I have been in this relationship for close to seven years. The problem is, I do not think my man is ready for marriage. He has been procrastinating marriage for four years now. He claims not to believe in church weddings or traditional ceremonies saying that these are extortion tactics.
When lived together for a year, I tried to push for us to have a baby but this too was not well received. We both work therefore the issue here is not finances. I recently moved out of our house hoping that this would help the situation but nothing has changed.
He has now given me a new promise that he will marry me come 2020. I don’t think this promise is different from the many others he has made in the past. I do not wish to waste any more of my precious time, I am tired. Please advise.
Unfortunately, the time is already wasted. I am sorry that he is taking so long, but he knows exactly what he is doing, particularly if it is something that is important to you.

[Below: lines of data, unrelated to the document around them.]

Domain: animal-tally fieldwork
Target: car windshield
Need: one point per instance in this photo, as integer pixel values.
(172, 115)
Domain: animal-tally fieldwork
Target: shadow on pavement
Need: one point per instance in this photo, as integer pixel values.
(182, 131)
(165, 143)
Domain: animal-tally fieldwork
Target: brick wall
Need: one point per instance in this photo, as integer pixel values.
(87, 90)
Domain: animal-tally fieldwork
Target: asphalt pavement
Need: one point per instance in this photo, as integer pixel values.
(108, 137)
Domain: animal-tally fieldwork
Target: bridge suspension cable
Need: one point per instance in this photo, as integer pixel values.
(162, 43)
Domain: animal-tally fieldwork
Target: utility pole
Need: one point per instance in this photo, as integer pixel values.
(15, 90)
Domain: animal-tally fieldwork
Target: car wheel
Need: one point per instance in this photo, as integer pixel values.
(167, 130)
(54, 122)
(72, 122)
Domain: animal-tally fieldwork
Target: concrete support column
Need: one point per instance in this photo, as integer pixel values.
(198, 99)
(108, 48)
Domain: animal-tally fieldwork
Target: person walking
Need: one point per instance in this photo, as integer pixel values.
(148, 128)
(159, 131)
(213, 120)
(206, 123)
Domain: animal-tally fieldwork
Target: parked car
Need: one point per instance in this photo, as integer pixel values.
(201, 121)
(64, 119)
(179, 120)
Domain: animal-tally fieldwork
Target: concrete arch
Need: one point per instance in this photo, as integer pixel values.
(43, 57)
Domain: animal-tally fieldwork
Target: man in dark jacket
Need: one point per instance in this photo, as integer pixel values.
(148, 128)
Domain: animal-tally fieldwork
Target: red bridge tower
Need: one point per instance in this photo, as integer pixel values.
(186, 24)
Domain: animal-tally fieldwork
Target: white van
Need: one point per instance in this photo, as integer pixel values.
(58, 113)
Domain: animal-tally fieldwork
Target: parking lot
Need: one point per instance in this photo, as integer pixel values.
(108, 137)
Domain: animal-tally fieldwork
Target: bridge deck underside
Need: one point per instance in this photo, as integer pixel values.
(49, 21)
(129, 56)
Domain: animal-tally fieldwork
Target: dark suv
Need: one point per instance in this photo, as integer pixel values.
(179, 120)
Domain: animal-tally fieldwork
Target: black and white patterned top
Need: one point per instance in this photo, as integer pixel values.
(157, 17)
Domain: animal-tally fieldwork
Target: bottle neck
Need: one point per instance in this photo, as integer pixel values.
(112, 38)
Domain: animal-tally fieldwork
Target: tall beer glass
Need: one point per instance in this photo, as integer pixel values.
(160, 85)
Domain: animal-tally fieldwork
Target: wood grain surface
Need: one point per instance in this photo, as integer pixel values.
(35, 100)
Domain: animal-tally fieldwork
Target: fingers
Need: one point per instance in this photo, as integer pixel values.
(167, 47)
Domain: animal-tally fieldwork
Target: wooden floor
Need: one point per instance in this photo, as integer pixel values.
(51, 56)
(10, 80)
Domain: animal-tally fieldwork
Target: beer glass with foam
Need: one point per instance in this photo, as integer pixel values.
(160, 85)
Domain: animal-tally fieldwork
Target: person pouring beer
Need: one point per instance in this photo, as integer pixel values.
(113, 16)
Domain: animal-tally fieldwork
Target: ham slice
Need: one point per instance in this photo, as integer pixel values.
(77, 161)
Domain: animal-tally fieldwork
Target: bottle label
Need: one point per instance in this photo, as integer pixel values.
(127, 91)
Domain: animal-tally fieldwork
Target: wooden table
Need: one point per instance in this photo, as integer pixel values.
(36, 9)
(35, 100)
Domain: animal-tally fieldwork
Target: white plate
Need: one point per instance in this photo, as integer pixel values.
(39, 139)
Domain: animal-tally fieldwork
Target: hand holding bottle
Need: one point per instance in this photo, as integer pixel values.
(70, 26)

Every time he makes and breaks a promise, he knows what he is doing. Every time he says one more year, he knows what he is doing.
It's time to figure out what you are still doing there. If he has to be pushed like this into marriage, he probably doesn't want to get married, dowry or ceremony notwithstanding. It's been too long for him to still think being in an informal arrangement like this is okay.
Keep in mind that this is how your marriage, if you get married, will be – you asking for things and him pushing your concerns forward because truly, they don't matter to him.
After seven years, it's time to cut your losses. Get out, because you're not getting into anything here. End these childish games now.